Min English’s Statement on Social Housing Assessments 2017
Min English’s Statement on
Social Housing Assessments 2017
Minister of State at the Department of Housing, Planning and Local Government Damien English has today (20th January 2018) published the 2017 Summary of Social Housing Assessments (SSHA).
The results show that 85,799 households were assessed as being qualified for and in need of social housing support as of 28 June 2017. This represents a decrease of 5,801 households or 6.3% on the last assessment, made just over nine months ago in September 2016.
Key findings of the preliminary assessment are:
25 of 31 local authorities saw the number of households waiting for social housing fall;
Single person households make up almost 45% of all households on the list;
Almost 42% of all households on the list live in Dublin;
Being in need of rent supplement is the most commonly cited basis of need for social housing support (41%);
The majority (57.5%) of those qualified for social housing support are unemployed;
The median waiting time for a household on the list now stands at just over 4 years; and
Almost 15% of households on the waiting list have specific accommodation requirements;
Minister English noted that the results “are encouraging when 25 of 31 local authorities’ saw the number of households qualified for and in need of social housing support fall in just over nine months. This is testimony to the impact on the ground of the various housing supports being delivered over the period. These supports range from the provision of a traditional social home to the Housing Assistance Payment (HAP), which continues to be a more immediate form of social housing support available to eligible households in each Local Authority area. All are playing their part in meeting the steep challenge we face.”
He continued that “there is positive news in that the majority of local authorities have reported a fall in the number of qualified households. We must, however, not forget that there are still 85,799 households who have a need for housing support, so the momentum gained through actions contained in Rebuilding Ireland, must be maintained to ensure that the ‘net need’ recorded in the SSHA continues to decrease on an annual basis”.
“The results show that 85,799 households were assessed as being qualified for and in need of social housing support as of 28 June 2017.”
The SSHA will be used as the appropriate and objective basis to set targets for social housing delivery under Rebuilding Ireland. This will ensure that the right houses are built for the right people in the right places in the coming years.
All the indications are that the Action Plan is working and the results of the 2017 Assessment show that the actions to address the supply of social housing solutions are beginning to have an impact. “While there are positive indicators of the success of the action plan so far, we must not lose sight of the overall target of delivering 50,000 units by 2021” he continued. Budget 2018, which saw an increase in funding from €5.35bn to over €6bn will ensure that this can happen and reflects the confidence the Government has in Rebuilding Ireland addressing the current housing supply issues.
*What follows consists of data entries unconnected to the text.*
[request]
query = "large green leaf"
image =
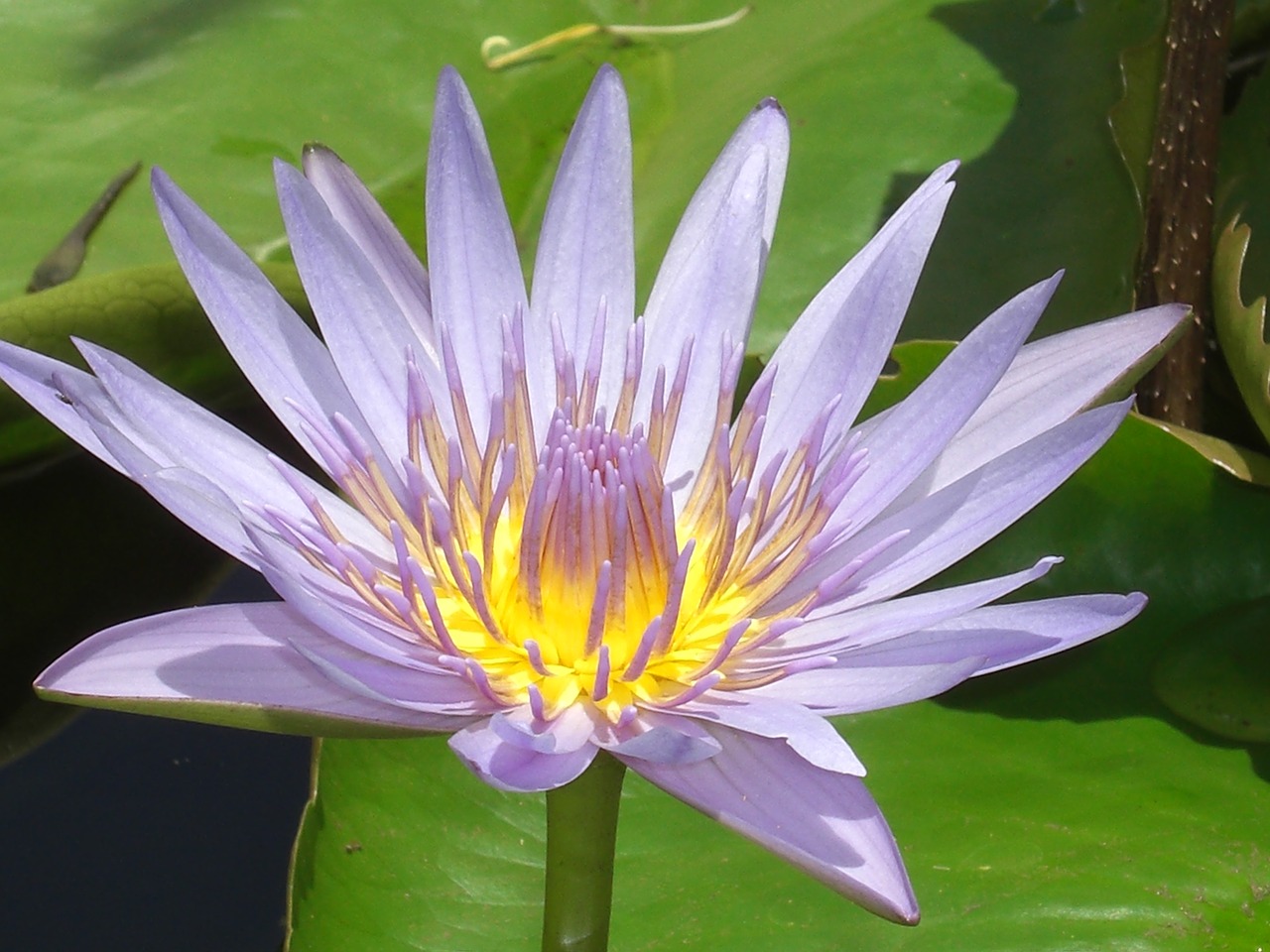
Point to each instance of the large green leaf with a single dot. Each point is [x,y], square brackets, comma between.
[879,91]
[1055,807]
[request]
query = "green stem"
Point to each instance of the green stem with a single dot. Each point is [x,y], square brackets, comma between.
[581,835]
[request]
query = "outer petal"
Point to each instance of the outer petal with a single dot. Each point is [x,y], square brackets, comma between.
[702,312]
[1005,636]
[1049,381]
[226,664]
[176,431]
[905,442]
[708,278]
[839,343]
[765,127]
[832,630]
[515,766]
[282,358]
[361,322]
[587,248]
[935,532]
[810,735]
[926,662]
[839,690]
[32,377]
[475,271]
[822,821]
[365,221]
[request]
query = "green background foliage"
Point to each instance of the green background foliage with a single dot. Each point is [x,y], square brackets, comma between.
[1060,807]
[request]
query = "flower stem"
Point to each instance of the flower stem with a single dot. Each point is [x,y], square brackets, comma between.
[581,835]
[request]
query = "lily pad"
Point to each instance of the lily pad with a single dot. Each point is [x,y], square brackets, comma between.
[1216,673]
[1055,807]
[1241,327]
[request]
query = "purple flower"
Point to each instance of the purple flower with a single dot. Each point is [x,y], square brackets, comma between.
[549,537]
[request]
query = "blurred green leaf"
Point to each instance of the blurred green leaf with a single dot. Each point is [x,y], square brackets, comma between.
[878,93]
[1241,327]
[1055,807]
[1216,673]
[1133,118]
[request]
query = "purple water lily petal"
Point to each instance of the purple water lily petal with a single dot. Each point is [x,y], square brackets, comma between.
[229,664]
[548,535]
[365,221]
[841,341]
[281,357]
[515,767]
[472,264]
[584,271]
[820,820]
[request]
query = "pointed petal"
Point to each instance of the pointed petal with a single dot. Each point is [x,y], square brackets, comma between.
[832,630]
[472,262]
[1008,635]
[31,376]
[959,518]
[661,738]
[926,662]
[513,767]
[829,692]
[822,821]
[912,433]
[365,330]
[765,128]
[175,431]
[281,357]
[838,345]
[587,245]
[706,304]
[808,734]
[225,664]
[365,221]
[1051,381]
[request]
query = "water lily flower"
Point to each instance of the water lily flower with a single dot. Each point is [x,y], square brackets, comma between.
[549,537]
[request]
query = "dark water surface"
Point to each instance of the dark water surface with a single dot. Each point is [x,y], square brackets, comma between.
[136,833]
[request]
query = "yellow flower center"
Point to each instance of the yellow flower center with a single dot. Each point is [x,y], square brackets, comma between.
[570,575]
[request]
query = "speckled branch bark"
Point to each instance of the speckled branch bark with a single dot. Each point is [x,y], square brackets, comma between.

Minister English concluded “Both Minister Murphy’s and my objective is to repair our broken housing sector. Significant progress has been made since Rebuilding Ireland was published in 2016, with for example, over 19,000 new social housing tenancy supports being provided in 2016, and over 25,000 delivered in 2017. These figures show that progress is being maintained and built upon year on year and that we are on track to meet the ambitious but necessary targets set down for the delivery of social housing supports over the coming four year period”.
The Action Plan for Housing and Homelessness includes a comprehensive Five Pillar approach – these pillars are the foundations upon which we will build our plan. They are open to debate, additions and amendments, but for now they will be our starting point for immediate action.